Dmytro Kułeba – ekshumacje ofiar zbrodni wołyńskiej
Dalej ukraiński minister spraw zagranicznych wręcz zrównał rzeź z wysiedleniem. Stwierdził bowiem, że upamiętnienie powinno być obustronne:
Mówi Pani o ekshumacjach (…) Nie mamy problemu z kontynuacją ekshumacji, mamy tylko taki wniosek do rządu w Polsce, żeby też upamiętniać Ukraińców, chcemy, żeby to było dwustronne.
Zasugerował też, że przypominanie o zbrodni wołyńskiej to rosyjska prowokacja:
A jeżeli nasza relacja miałaby być zdominowana przez emocje no to znaleźlibyśmy się w takim miejscu, w którym Rosja by wygrywała. Są prowokacje właśnie w obszarze historii, które są organizowane przez Rosję.
I zaapelował:
Myślę, że zostawmy historię historykom, a przyszłość budujmy razem. Przyszłość niech będzie dla Was.
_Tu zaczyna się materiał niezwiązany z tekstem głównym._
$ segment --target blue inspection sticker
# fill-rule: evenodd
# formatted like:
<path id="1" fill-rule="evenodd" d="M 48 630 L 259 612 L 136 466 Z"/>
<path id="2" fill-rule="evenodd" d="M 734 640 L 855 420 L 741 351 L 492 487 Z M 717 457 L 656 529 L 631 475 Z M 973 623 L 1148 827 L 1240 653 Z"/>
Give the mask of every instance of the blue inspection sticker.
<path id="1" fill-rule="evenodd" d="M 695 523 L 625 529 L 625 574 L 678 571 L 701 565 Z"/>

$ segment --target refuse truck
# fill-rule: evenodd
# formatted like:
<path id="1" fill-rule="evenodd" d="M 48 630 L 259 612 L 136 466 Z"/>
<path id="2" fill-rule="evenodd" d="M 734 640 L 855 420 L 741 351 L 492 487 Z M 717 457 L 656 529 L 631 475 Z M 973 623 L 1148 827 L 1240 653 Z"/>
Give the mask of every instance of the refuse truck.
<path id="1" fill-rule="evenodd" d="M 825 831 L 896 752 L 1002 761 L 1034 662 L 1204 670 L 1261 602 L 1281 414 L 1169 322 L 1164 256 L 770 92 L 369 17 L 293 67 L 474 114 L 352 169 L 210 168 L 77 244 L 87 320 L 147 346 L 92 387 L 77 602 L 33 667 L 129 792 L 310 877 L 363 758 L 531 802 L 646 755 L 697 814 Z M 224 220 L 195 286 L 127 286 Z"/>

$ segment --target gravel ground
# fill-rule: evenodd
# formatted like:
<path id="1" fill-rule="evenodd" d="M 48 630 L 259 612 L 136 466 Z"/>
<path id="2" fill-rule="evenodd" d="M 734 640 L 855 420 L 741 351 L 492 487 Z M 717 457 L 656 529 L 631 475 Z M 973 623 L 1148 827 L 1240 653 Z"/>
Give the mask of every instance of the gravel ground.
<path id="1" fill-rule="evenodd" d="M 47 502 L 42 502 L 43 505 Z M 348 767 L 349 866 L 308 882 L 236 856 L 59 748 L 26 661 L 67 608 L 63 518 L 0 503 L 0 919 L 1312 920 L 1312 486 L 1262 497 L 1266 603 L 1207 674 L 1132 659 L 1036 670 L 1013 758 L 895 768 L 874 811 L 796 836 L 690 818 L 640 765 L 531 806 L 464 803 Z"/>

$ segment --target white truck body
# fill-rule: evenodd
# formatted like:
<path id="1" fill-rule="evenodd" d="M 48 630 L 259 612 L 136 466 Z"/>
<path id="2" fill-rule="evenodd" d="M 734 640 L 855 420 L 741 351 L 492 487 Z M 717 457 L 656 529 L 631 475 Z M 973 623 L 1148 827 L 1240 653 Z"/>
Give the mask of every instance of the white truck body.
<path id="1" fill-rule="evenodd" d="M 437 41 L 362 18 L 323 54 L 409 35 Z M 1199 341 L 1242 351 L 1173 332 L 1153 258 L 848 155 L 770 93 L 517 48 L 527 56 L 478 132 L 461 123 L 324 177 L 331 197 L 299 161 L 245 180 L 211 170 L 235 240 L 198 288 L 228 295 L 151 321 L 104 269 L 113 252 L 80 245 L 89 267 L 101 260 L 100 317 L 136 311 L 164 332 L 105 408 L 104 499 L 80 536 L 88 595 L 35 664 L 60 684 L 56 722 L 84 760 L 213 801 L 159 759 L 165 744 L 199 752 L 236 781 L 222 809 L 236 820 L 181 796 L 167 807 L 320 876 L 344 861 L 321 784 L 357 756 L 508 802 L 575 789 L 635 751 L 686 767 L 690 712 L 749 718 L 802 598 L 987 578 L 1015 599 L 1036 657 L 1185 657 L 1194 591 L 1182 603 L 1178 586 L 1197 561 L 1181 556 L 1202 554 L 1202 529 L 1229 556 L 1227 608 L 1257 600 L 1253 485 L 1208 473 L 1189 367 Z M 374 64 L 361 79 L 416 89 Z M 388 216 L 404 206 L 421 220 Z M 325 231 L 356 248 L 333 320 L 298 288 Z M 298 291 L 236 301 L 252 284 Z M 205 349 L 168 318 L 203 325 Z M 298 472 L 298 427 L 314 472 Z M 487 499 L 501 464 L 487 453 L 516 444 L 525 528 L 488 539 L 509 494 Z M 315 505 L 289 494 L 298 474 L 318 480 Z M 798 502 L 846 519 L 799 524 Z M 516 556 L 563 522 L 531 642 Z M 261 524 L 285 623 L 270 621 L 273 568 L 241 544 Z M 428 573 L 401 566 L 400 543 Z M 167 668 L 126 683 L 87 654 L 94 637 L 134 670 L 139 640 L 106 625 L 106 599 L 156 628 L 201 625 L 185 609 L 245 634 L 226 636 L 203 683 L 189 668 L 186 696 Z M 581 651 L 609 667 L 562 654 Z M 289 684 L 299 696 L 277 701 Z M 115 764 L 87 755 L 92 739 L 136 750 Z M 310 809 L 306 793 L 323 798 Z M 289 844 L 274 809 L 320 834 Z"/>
Oburzenie po wypowiedzi ukraińskiego ministra
Słowa Dmytro Kułeby wywołały ogromne oburzenie:
Akcja Wisła była delikatną, nieadekwatną odpowiedzią na największe zwyrodnienie w historii ludzkości – rzeź wołyńską.
To bezczelny porównuje akcje wisła z takim ludobójstwem zabijania kobiet i dzieci w tak bestialski sposób.
Wniosek końcowy dla relacji polsko-ukraińskich. Być razem zjednoczeni w walce ze wspólnym wrogiem Rosją (bzdury i pranie mózgów) ,a nic innego nas nie łączy. Wyraźnie wybrzmialo , ze polskie racje są „g” warte
Porównanie nabijania dzieci na płoty czy zabijania siekierami kobiet i dzieci na Wołyniu do akcji WISŁA może brutalnej ale jednak akcji przesiedleńczej jest niepoważne. Nie widzę po stronie Ukrainy pojednania raczej chęć wykorzystania Polski.
– czytamy pod nagraniem na youtube.
Poniżej całe spotkanie oraz wycinek z wypowiedzią Dmytro Kułeby.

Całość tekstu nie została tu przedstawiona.